13 Regular expressions
In web scraping, we are often dealing with text data that has been collected from a website and may include information that is not easily accessible and usable in data analysis. We are interested either in detecting the occurrence of certain words or in extracting some information from the strings in our data. For these purposes we will use some functions from the core tidyverse package stringr. We will also use regular expressions, a powerful and flexible formal representation of characters that we can use to select substrings by their content.
This chapter will make use of some practical examples, introducing the basics of regular expressions and stringr. This can only be a starting point; if you want to follow the road of web scraping, you most probably will have to further your knowledge on regular expressions at some point. I would recommended reading the chapter on strings from “R for Data Science” by Wickham and Grolemund as a next step: https://r4ds.had.co.nz/strings.html, as well as the RStudio Cheat Sheet on stringr: https://raw.githubusercontent.com/rstudio/cheatsheets/master/strings.pdf.
13.1 Cleaning the district
column
We can use the data on Berlin police reports scraped earlier (10) for our examples.
In our example the data on police reports contain the district a report refers to as a column which needs some cleaning to be usable. We have already done this in subchapter 11.1.2, but we will use some alternative and more advanced approaches here.
reports %>%
select(District) %>%
head(n = 10)
## # A tibble: 10 × 1
## District
## <chr>
## 1 Ereignisort: Treptow-Köpenick
## 2 Ereignisort: Charlottenburg-Wilmersdorf
## 3 Ereignisort: berlinweit
## 4 Ereignisort: Friedrichshain-Kreuzberg
## 5 Ereignisort: Marzahn-Hellersdorf
## 6 Ereignisort: Friedrichshain-Kreuzberg
## 7 Ereignisort: Mitte
## 8 Ereignisort: Charlottenburg-Wilmersdorf
## 9 Ereignisort: Neukölln
## 10 Ereignisort: berlinweit
One problem we encounter here is that each string begins with “Ereignisort:”.
We want to get rid of this substring, as it does not contain any useful
information. With str_remove()
we can remove substrings from a string. Like
all stringr functions we will use here, str_remove()
takes the string(s) to be
applied to, as its first argument.
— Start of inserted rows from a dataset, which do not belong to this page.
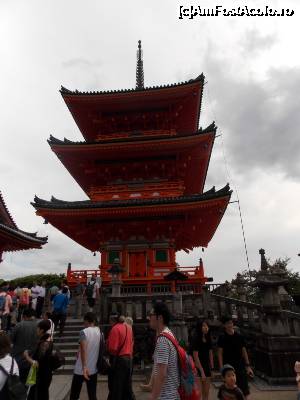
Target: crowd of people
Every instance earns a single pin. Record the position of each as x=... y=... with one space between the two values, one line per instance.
x=28 y=334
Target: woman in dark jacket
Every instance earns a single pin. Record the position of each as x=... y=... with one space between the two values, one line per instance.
x=203 y=356
x=42 y=357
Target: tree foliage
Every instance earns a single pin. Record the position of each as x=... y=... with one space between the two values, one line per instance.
x=249 y=276
x=50 y=279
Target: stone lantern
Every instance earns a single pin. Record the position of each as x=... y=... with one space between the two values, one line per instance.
x=276 y=350
x=240 y=283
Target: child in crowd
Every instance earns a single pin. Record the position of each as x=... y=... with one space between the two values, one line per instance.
x=229 y=390
x=297 y=370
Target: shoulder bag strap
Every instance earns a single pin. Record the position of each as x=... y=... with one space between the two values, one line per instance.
x=119 y=351
x=170 y=337
x=11 y=368
x=4 y=370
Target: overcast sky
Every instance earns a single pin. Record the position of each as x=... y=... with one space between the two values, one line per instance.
x=252 y=91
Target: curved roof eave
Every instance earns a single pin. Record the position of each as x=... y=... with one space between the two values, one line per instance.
x=65 y=91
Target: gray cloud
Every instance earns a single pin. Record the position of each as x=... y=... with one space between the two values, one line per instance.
x=254 y=42
x=258 y=118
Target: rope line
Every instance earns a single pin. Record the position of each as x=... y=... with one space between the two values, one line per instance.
x=231 y=180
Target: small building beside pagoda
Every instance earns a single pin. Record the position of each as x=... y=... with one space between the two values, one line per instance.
x=12 y=238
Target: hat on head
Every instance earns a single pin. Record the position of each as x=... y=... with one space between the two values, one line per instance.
x=225 y=368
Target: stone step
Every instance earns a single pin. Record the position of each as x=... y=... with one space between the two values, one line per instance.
x=67 y=334
x=63 y=339
x=70 y=360
x=66 y=345
x=76 y=328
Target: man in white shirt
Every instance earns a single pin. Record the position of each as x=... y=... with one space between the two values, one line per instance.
x=165 y=370
x=35 y=291
x=5 y=308
x=86 y=363
x=40 y=300
x=6 y=364
x=92 y=292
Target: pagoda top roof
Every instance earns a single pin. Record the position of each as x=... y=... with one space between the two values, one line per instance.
x=64 y=91
x=55 y=203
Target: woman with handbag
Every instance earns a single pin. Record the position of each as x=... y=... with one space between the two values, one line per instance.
x=8 y=368
x=41 y=357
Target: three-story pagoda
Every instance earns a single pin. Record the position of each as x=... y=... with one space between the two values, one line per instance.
x=143 y=165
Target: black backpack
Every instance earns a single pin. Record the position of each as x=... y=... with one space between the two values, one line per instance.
x=103 y=364
x=14 y=387
x=90 y=290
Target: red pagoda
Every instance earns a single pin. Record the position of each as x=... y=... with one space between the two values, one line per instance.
x=12 y=238
x=143 y=165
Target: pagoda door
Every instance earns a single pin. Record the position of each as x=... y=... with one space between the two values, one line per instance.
x=137 y=263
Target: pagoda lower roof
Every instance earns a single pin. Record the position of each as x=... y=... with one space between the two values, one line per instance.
x=5 y=216
x=94 y=112
x=88 y=162
x=13 y=239
x=187 y=221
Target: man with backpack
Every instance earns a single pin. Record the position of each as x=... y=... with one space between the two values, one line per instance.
x=165 y=370
x=174 y=373
x=23 y=301
x=92 y=292
x=86 y=364
x=24 y=337
x=78 y=298
x=60 y=305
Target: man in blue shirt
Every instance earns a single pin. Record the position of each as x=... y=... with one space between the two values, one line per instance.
x=60 y=305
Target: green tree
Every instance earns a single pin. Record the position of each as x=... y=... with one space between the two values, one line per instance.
x=252 y=292
x=50 y=279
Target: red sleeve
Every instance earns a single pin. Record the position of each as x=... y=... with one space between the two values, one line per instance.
x=113 y=340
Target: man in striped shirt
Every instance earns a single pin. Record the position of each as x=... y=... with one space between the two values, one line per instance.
x=165 y=372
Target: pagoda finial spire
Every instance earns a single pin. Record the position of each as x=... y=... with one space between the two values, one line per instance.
x=139 y=68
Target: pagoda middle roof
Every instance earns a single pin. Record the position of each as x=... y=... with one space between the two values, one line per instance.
x=88 y=161
x=188 y=221
x=58 y=204
x=177 y=105
x=53 y=141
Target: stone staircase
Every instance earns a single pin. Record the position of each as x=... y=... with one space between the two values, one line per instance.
x=68 y=344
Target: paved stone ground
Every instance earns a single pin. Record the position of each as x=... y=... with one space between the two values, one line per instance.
x=255 y=393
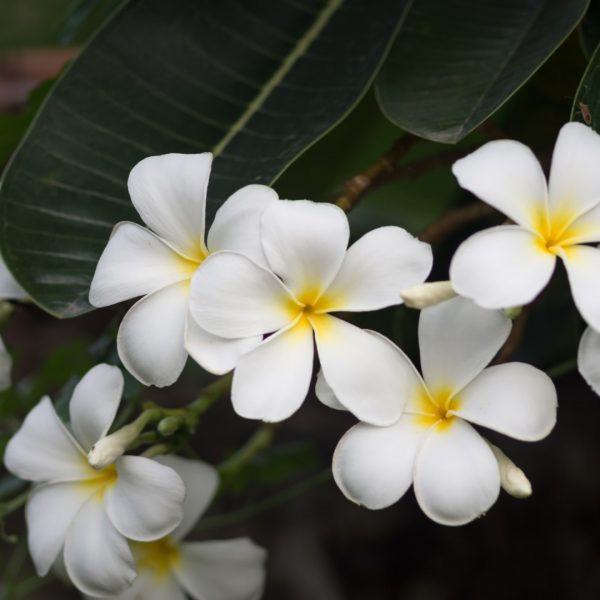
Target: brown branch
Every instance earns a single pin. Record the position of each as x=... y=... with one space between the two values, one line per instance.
x=453 y=220
x=354 y=189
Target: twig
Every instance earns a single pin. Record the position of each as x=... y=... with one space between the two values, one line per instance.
x=354 y=189
x=248 y=512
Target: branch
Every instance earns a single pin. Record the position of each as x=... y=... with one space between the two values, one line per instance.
x=354 y=189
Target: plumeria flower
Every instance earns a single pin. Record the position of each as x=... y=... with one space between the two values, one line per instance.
x=86 y=512
x=310 y=274
x=169 y=193
x=455 y=472
x=588 y=358
x=509 y=265
x=9 y=290
x=173 y=569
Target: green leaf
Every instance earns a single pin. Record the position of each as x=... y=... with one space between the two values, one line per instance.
x=455 y=63
x=254 y=82
x=586 y=106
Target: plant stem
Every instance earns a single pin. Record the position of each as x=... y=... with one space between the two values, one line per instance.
x=259 y=441
x=248 y=512
x=354 y=189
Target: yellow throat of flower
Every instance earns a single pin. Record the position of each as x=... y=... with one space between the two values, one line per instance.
x=159 y=557
x=436 y=407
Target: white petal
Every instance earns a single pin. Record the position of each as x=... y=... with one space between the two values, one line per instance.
x=305 y=243
x=151 y=336
x=588 y=358
x=501 y=267
x=457 y=340
x=146 y=501
x=5 y=367
x=373 y=466
x=237 y=222
x=233 y=297
x=377 y=268
x=43 y=449
x=583 y=269
x=201 y=481
x=325 y=394
x=169 y=192
x=222 y=570
x=10 y=289
x=271 y=382
x=97 y=557
x=213 y=353
x=506 y=175
x=514 y=398
x=457 y=477
x=369 y=375
x=94 y=403
x=574 y=177
x=134 y=263
x=49 y=512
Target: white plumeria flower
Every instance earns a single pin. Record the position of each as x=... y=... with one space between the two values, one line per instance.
x=588 y=358
x=89 y=512
x=311 y=274
x=173 y=569
x=455 y=473
x=9 y=290
x=169 y=193
x=509 y=265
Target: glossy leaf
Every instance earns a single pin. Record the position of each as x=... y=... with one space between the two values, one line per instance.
x=455 y=63
x=254 y=82
x=586 y=106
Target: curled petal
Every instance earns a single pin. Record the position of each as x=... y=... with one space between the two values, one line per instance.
x=146 y=501
x=501 y=267
x=169 y=192
x=237 y=222
x=151 y=336
x=514 y=398
x=233 y=297
x=457 y=477
x=134 y=263
x=94 y=403
x=377 y=268
x=271 y=382
x=506 y=175
x=231 y=569
x=373 y=466
x=305 y=243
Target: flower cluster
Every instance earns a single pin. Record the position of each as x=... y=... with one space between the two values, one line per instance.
x=261 y=296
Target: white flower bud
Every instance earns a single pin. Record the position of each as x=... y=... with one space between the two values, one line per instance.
x=106 y=450
x=427 y=294
x=512 y=479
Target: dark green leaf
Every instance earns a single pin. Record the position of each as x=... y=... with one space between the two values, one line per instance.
x=586 y=106
x=254 y=82
x=455 y=63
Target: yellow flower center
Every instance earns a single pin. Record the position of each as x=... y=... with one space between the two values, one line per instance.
x=437 y=407
x=159 y=557
x=556 y=230
x=100 y=480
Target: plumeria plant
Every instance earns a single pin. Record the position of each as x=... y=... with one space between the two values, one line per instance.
x=192 y=178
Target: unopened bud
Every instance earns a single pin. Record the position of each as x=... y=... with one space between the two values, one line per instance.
x=106 y=450
x=427 y=294
x=512 y=479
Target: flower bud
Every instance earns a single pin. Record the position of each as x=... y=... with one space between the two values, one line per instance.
x=427 y=294
x=512 y=479
x=106 y=450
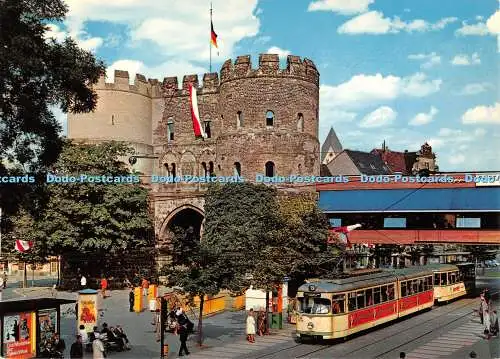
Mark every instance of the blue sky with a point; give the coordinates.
(395, 70)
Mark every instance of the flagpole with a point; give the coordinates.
(210, 37)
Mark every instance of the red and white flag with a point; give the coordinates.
(340, 234)
(195, 116)
(23, 246)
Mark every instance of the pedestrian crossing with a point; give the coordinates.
(242, 348)
(450, 342)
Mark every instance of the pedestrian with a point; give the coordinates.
(183, 334)
(251, 327)
(493, 323)
(482, 307)
(76, 348)
(104, 286)
(131, 299)
(487, 323)
(83, 282)
(98, 347)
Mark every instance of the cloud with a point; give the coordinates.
(465, 60)
(344, 7)
(428, 61)
(482, 114)
(382, 116)
(165, 69)
(375, 23)
(424, 118)
(176, 28)
(457, 159)
(474, 89)
(363, 90)
(81, 37)
(276, 50)
(491, 27)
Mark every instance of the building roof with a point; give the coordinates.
(324, 171)
(396, 161)
(478, 199)
(331, 142)
(368, 163)
(28, 305)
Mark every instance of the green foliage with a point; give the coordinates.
(37, 75)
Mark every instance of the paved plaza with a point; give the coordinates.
(446, 332)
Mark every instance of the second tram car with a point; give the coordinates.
(449, 282)
(337, 308)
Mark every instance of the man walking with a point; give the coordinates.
(183, 334)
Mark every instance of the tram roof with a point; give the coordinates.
(350, 283)
(442, 267)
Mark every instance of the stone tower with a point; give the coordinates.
(261, 120)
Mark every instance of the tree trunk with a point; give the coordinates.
(200, 321)
(267, 313)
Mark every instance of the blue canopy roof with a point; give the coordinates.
(484, 199)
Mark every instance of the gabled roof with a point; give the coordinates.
(368, 163)
(331, 143)
(396, 161)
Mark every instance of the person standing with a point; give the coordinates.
(183, 334)
(131, 299)
(251, 327)
(98, 347)
(104, 286)
(76, 348)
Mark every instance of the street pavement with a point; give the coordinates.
(445, 332)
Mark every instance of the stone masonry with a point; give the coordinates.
(155, 119)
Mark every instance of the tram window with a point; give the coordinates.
(361, 299)
(403, 289)
(444, 281)
(352, 302)
(321, 306)
(383, 293)
(420, 285)
(390, 292)
(376, 295)
(338, 304)
(369, 297)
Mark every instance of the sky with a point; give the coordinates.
(403, 71)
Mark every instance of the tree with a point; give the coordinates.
(37, 75)
(96, 227)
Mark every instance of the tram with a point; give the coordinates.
(449, 281)
(330, 309)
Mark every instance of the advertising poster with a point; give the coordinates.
(47, 321)
(87, 311)
(18, 336)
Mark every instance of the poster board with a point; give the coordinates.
(87, 309)
(19, 335)
(47, 326)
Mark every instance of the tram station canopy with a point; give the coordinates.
(483, 199)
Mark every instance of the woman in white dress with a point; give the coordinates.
(251, 327)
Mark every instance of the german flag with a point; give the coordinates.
(213, 35)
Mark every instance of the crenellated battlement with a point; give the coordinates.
(268, 66)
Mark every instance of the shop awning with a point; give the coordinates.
(484, 199)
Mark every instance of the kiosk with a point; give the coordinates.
(27, 325)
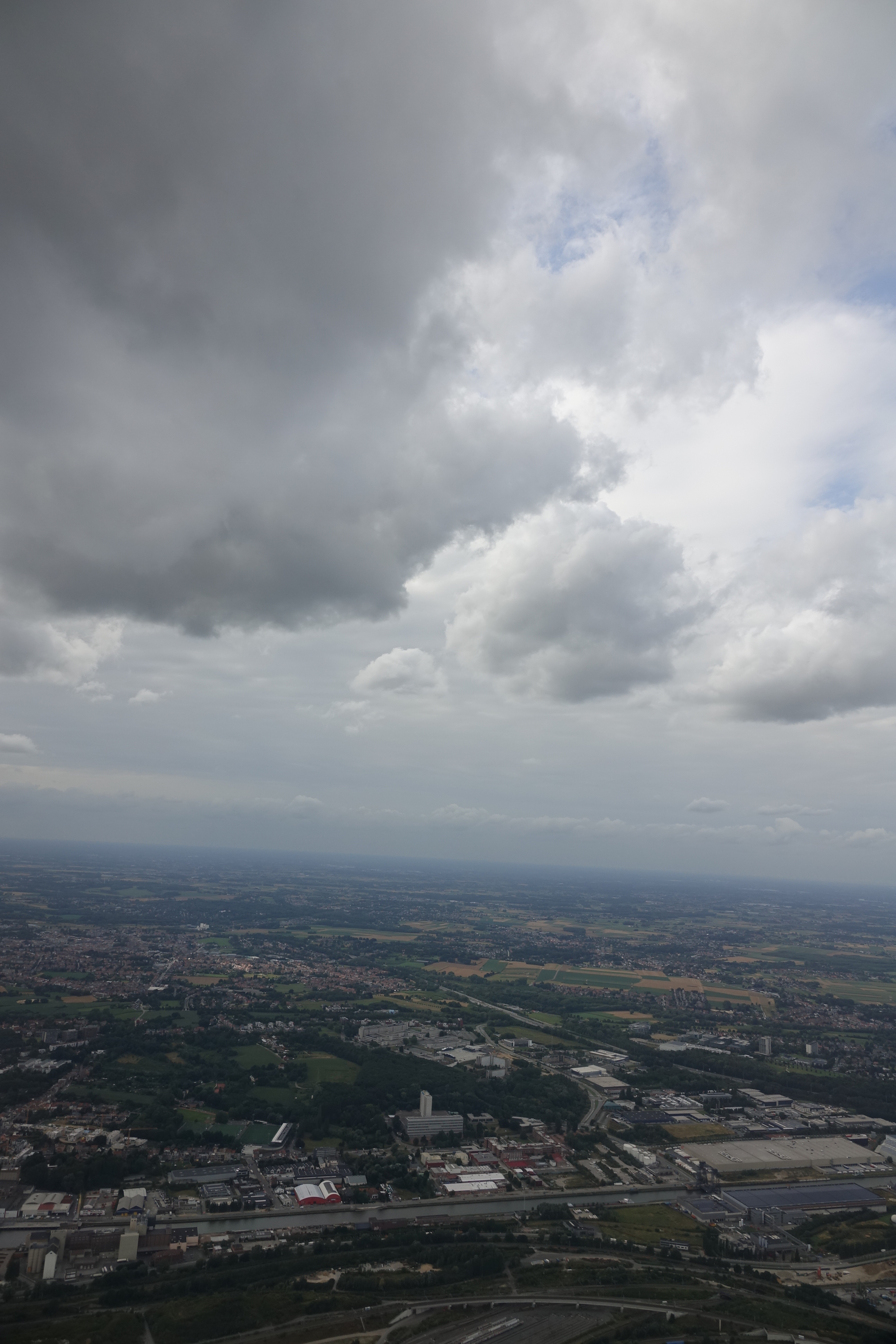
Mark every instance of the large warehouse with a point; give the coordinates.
(781, 1154)
(323, 1194)
(792, 1203)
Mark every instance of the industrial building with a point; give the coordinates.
(323, 1194)
(199, 1175)
(781, 1154)
(782, 1205)
(428, 1123)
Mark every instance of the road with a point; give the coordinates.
(596, 1100)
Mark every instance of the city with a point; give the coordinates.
(685, 1094)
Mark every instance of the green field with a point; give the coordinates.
(328, 1069)
(648, 1224)
(198, 1117)
(259, 1133)
(277, 1096)
(256, 1057)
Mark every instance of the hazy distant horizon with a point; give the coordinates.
(452, 431)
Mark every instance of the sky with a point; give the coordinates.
(459, 431)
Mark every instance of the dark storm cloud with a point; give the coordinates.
(222, 401)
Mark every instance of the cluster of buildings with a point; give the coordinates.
(759, 1221)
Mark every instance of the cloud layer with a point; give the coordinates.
(489, 380)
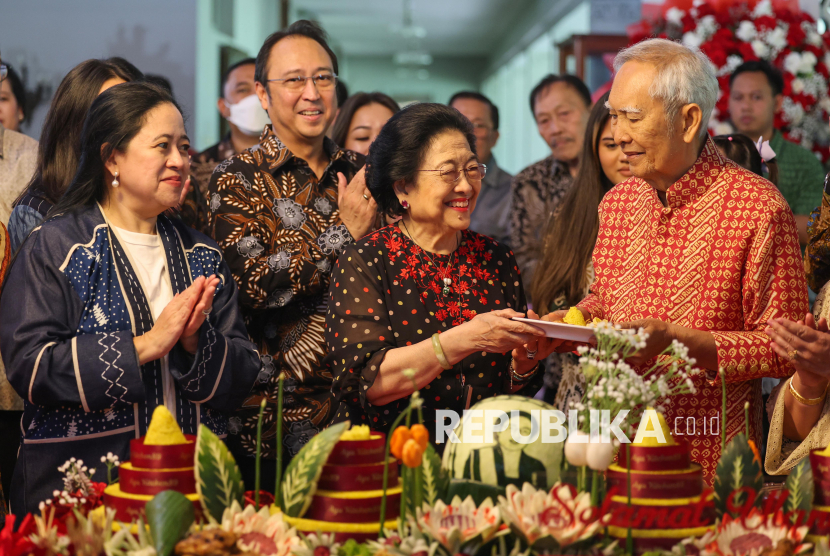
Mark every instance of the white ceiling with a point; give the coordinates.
(453, 27)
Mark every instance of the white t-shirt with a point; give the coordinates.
(146, 254)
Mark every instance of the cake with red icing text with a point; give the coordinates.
(668, 500)
(347, 501)
(161, 460)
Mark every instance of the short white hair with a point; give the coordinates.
(684, 76)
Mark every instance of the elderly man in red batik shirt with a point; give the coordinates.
(693, 247)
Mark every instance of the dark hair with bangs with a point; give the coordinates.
(114, 119)
(340, 129)
(302, 28)
(550, 79)
(399, 149)
(60, 141)
(570, 234)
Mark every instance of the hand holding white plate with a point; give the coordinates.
(561, 330)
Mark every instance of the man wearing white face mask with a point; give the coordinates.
(246, 118)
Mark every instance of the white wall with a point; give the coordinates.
(50, 37)
(446, 77)
(509, 88)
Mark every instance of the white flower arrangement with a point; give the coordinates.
(612, 384)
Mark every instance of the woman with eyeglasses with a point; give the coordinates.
(426, 293)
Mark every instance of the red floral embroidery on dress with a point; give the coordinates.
(462, 267)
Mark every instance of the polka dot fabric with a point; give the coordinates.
(386, 293)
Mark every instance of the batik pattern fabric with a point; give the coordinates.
(194, 209)
(536, 193)
(722, 256)
(280, 230)
(387, 293)
(817, 255)
(72, 304)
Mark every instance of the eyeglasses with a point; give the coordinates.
(450, 174)
(323, 81)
The argument pattern =
specifies a regular
expression for the pattern that is to be matched and removed. In the code block
below, the substring "Ereignisort:
is removed for all values in the “District”
column. We are using the most basic form of a regular
expression here which is the exact matching of characters. In general, the
complete regular expression is enclosed by "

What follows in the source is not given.